Some B&Bs were kind, even if the surroundings were humble. Some places were not. I remember nearing the very end of the trip and staying in an inn that reminded me of the “Master of the House” inn in “Les Miserables”. By the time we reached Robin Hood’s Bay, I had done half of the walk, presumably to keep my pregnant friend Trude company (but really she was keeping me company). I saw the jubilation on other people’s faces who had finished and thought to myself, “So that’s why.”
By the time I returned to Thailand. I was ready to rest for good. Unfortunately, there was a thing called “work” that I had to do. So a day after I arrived from Manchester, I flew to Champion to do some research for a guidebook. There were hikes in my future, but, in typical fashion, I was hoping my friend Andrew would do them without me.
It turned out that neither of us did much hiking. But we did drink a lot of beer, and ate a lot of food (I am noticing a pattern). One of our favorite discoveries was a recommendation from the owner of Chumphon Cabana Resort, Khun Varisorn, who said the kitchen at this other resort had really fresh seafood and very few people. This seemed like a wonderful and unlikely combination to me.
It was called Lung Rom Resort, and it was the sort of place that we would never have found on our own. While approaching the restaurant, I’ll admit we felt some trepidation, and it made me think of the sinking feeling you get after 8 hours of hiking across rolling English hills to a dilapidated inn on a hillside smelling of cat pee. But Khun Varisorn did not steer us wrong.
Our garrulous host, Lung Rom himself, recommended the hoy waan (sea snails), muk dat diew (sun-dried squid), and a grilled fresh mullet. We didn’t feel very hungry, so we agreed and sat down to what we thought would be a quick lunch. The snails were meaty and fresh, and the plastic bits at the end thoughtfully plucked. The seafood dipping sauce was obviously handmade and full of flavor. This was not pureed leek soup made from water and a can of beans upended on bread. It was something else.

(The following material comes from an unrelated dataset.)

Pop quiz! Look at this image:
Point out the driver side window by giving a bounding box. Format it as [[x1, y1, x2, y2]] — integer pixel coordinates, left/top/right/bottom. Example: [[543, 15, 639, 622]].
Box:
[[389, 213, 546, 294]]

The “muk dat diew” was not the dish that I knew of, anywhere else in the country. There, the squid is dried to concentrate the flavor, and it’s accompanied by a Sriracha sauce. Here, this may possibly be what has happened, but the chef has then dipped the squid in a rice flour, fried it to make it crispy, and plopped it on a plate amongst similarly crispy basil leaves, chilies and garlic. Think “calamari”, but way way better. It is a revelation, and a dish I’ve never eaten anywhere else.
The fish, a whole mullet which took 20 minutes because it had to be grilled over charcoal, was as fresh as anyone could make it, and while most places would make do with the using seafood dipping sauce again, Lung Rom brought us a thick tamarind sauce with chilies and fresh shallots. “Put lots of it on the meat,” he advised, and we did.

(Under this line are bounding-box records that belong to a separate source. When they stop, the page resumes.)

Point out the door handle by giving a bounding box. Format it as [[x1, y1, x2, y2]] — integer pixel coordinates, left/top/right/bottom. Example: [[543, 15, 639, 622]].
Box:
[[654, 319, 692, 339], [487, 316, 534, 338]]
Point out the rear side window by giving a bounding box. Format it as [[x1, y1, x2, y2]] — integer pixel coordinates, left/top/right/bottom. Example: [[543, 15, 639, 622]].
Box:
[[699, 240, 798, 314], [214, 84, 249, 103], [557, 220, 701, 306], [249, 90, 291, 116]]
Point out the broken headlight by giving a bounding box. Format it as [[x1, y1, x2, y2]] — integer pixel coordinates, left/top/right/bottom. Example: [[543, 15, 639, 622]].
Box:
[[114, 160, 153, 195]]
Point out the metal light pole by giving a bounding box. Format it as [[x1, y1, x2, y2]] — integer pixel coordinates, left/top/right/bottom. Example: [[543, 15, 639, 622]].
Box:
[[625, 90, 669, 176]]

If we had regrets after our meal, it was that we did not have enough space to sample the whole menu. But if you were to find yourself in Chumphon with an empty stomach and a hankering for seafood, you could do much worse than going to Lung Rom for lunch. Take it from the Hobblit.

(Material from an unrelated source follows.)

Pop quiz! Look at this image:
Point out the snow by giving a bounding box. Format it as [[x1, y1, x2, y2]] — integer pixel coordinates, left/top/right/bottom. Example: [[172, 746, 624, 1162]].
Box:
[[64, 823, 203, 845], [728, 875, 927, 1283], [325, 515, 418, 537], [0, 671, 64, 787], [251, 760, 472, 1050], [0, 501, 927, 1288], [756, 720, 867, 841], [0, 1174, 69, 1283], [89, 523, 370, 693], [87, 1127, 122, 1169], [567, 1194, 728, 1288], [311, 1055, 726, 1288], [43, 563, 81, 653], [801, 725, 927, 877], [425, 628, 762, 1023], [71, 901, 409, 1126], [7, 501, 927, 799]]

What an adventure little hobblit. Glad you made out of the Shire in one piece
More or less!
😃 less is more 👏
Hi! LOOOONG time fan, ( have your first book) used to live in BKK in 2017-19. Heading back after all this time, can you recommend where to get Miang Kham besides Chatuchak? Many thanks in advance if you can- Audrey
It’s not miang kham per se, but miang ka na (with Chinese kale leaves), but Krua Apsorn does a good one, as does Klang Soi restaurant.